How I picked this trip
Costa Rica has been on the short list of places I wanted to go. Here's why I decided to go now:
--Somewhere exotic, but safe.
--Somewhere not Mexico, but similar.
--No shared bathrooms.
--Enough different to cause some cultural discomfort.
--Enough variety to cause us to think and learn.
--Fun things to do, especially of interest to my 14 year old grandson
--Someone else to do the driving
When I went to Italy, the tour guide made an offhand comment about how some countries are harder to travel in. Neophyte travelers, he thought, should start out with an "easy" country, like England, where the language and cultural are most like mine.
Costa Rica is on the "easy" end of that scale.
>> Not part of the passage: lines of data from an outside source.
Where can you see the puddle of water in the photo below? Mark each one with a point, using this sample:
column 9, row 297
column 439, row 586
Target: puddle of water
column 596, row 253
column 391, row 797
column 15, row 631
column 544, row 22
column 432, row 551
Most locals speak some English, you don't have a lot of contact with non-tourist related locals, getting around was easy, whether walking or public transportation. The food was good. Some water was drinkable--at least I had no problems.
For travel recommendations, i.e. restaurants, guides, activities, I downloaded Fodor's Essential Costa Rica, 2019. It was great to have an on-line guide; you know how heavy these travel books can be.
James Kaiser's Costa Rica was a good resource. Useful information about the culture of the Ticos and a good short history of the country. Don't slam car doors.
I admit I finally read, Happier than a Billionaire by Nadine Pisani, a New Yorker who gave up a career and moved to Costa Rica. Sometimes funny and interesting if you want to know more about the whole ex-pat interest in Costa Rica.
Amazon.prime has quite a few travel/info videos about Costa Rica. Check it out.
Check LIst of Things to Do/Take
You need your passport. If, like me you're traveling from the US, you don't need a visa. You don't need to carry your passport around with you in-country. Other than customs and the airport, I never needed to have it on me..
I took 2 spray bottles of 40% deet (got it from Amazon). I expected to defeat clouds of hostile mosquitoes. Even the mosquitoes are busy shouting Pura Vida! I also wore long pants--usually jeans--and long sleeve shirts most of the time. I think this did more to keep me unbitten than the deet.
I got my flu shot (I was behind). I had a Hepatitis A vaccine (wasn't covered by insurance so cost almost $100). My doctor recommended the Typhoid series--it's 4 pills taken a couple of weeks before the trip. It was expensive too. Finally, I had a prescription for a cipro type antibiotic in case of diarrhea. The doc said to try pepto-bismo first if I had symptoms.
I ordered colones from the bank about a month before the trip. I like to have some local money on hand when I get in-country. Several reasons--the airport is the worst place to change dollars; it gives me a chance to become familiar with the money. It turned out US dollars worked everywhere and were preferred.
I'd read to take a bunch of low denominations (ones and fives) for tips, souvenirs, etc. I did, It worked great, though it's awkward to have a stack of 50 ones. It looks like a lot more than it is.
I took binoculars, but never used them --I did use the telephoto lens on my camera a lot, and it worked pretty well.
I took my iPad, which I used to download all of my day's photos, and then upload them to Amazon Prime. It worked but the internet was slow, and often stopped without constant supervision. But it got done.
I thought about taking a flashlight, but worried about the batteries, and then left it home. I was glad. I figured I had my phone in case I needed extra light.
Also used my phone for an alarm clock, which I needed every single morning.
Purchased a 30 day international phone plan. Cost a surprising $60. Did a lot of Marco Polo, but all the emergencies were saved til I got home.